Zwei Sichtweisen auf Demokratie
Die Studie zeigt: In Deutschland gibt es kein einheitliches Verständnis von Demokratie. Ein Teil der Bevölkerung betont dabei vor allem die Bedeutung von Rechtsstaatlichkeit, Gewaltenteilung sowie den Schutz von Minderheiten und Institutionen. Ein anderer Teil versteht Demokratie stärker als die unmittelbare Durchsetzung des "Volkswillens" und betrachtet staatliche Kontrolle und Institutionen eher skeptisch. Diese Unterschiede zeigen sich auch zwischen den Milieus: die Leit- und Zukunftsmilieus orientieren sich eher am rechtsstaatlich-institutionellen Modell, während die Milieus der Mitte häufiger ein direktdemokratisches Verständnis vertreten. Politisch neigen Anhänger:innen von Mitte-Links- und Mitte-Rechts-Parteien stärker zum erstgenannten Modell, während sich bei AfD- und BSW-Sympathisant:innen häufiger das zweite Verständnis findet.
Scharfe Kritik, aber wenig Engagement
Zwei Drittel der Befragten geben an, dass sie sich bereits für die Demokratie engagieren oder dies künftig tun würden. Besonders hoch ist die Bereitschaft in den Leit- und Zukunftsmilieus sowie bei Anhänger:innen von Grünen, SPD, Linke und Volt. CDU/CSU- und FDP-Sympathisant:innen liegen im Mittelfeld: 69 Prozent sind oder wären aktiv, 49 Prozent engagieren sich noch nicht, können es sich aber vorstellen. Zurückhaltend sind AfD- und BSW-Sympathisant:innen: Nur 16 beziehungsweise 24 Prozent sind aktiv, fast die Hälfte lehnt Engagement ausdrücklich ab. Auffällig ist, dass gerade diese Gruppen, die den Zustand der Demokratie am kritischsten sehen, am wenigsten bereit sind, sie zu verteidigen.
"Die Deutschen bekennen sich klar zur Demokratie – doch zeigt sich im Verständnis von Demokratie eine überraschend große Kluft", fasst Silke Borgstedt, Geschäftsführerin des Sinus-Instituts, die Ergebnisse zusammen. "Während Leit- und Zukunftsmilieus und Sympathisant:innen der Mitte-Links- und Mitte-Rechts-Parteien die Demokratie aktiv stützen, herrscht in großen Teilen der Mitte Ernüchterung und Misstrauen, verbunden mit einer geringen Bereitschaft, sich aktiv einzubringen. Demokratische Resilienz bedeutet daher nicht nur Gefahrenabwehr, sondern insbesondere auch Brücken zwischen gesellschaftlichen Gruppen zu bauen und demokratische Prozesse weiterzuentwickeln und zukunftsfähig zu machen."
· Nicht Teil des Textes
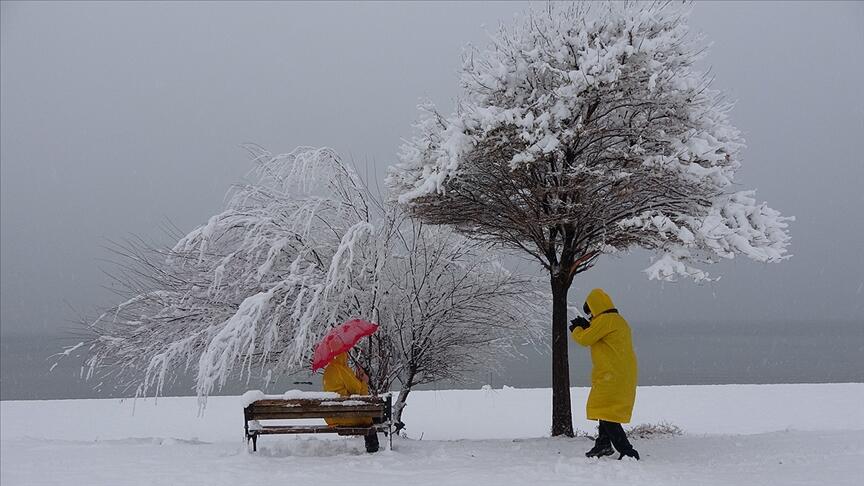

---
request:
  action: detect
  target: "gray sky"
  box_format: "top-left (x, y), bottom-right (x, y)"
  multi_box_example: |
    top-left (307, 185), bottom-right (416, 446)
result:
top-left (0, 2), bottom-right (864, 350)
Achtung Redaktionen: Rückfragen bitte an Dr. Alexander Lurz, Tel. 0175 3454113, alexander.lurz@greenpeace.org und Pressesprecherin Eva Schaper, Tel. 0170 2673574 oder eschaper@greenpeace.org, Greenpeace-Pressestelle: Tel. 040/30618 340, presse@greenpeace.de, presseportal.greenpeace.de, www.greenpeace.de, hier finden Sie die Studie des Sinus-Instituts im Auftrag von Greenpeace.
Methodischer Hinweis
Die verwendeten Daten beruhen auf einer Online-Umfrage des SINUS-Instituts im Online-Access-Panel von horizoom GmbH. Für diese Befragung wurden im Juli 2025 insgesamt 2.022 Personen in einer repräsentativen Stichprobe befragt, quotiert nach Geschlecht, Alter, Bildung, und Region. Die Stichprobe bildet die deutschsprachige Bevölkerung ab 16 Jahren hinsichtlich der Quotenmerkmale ab.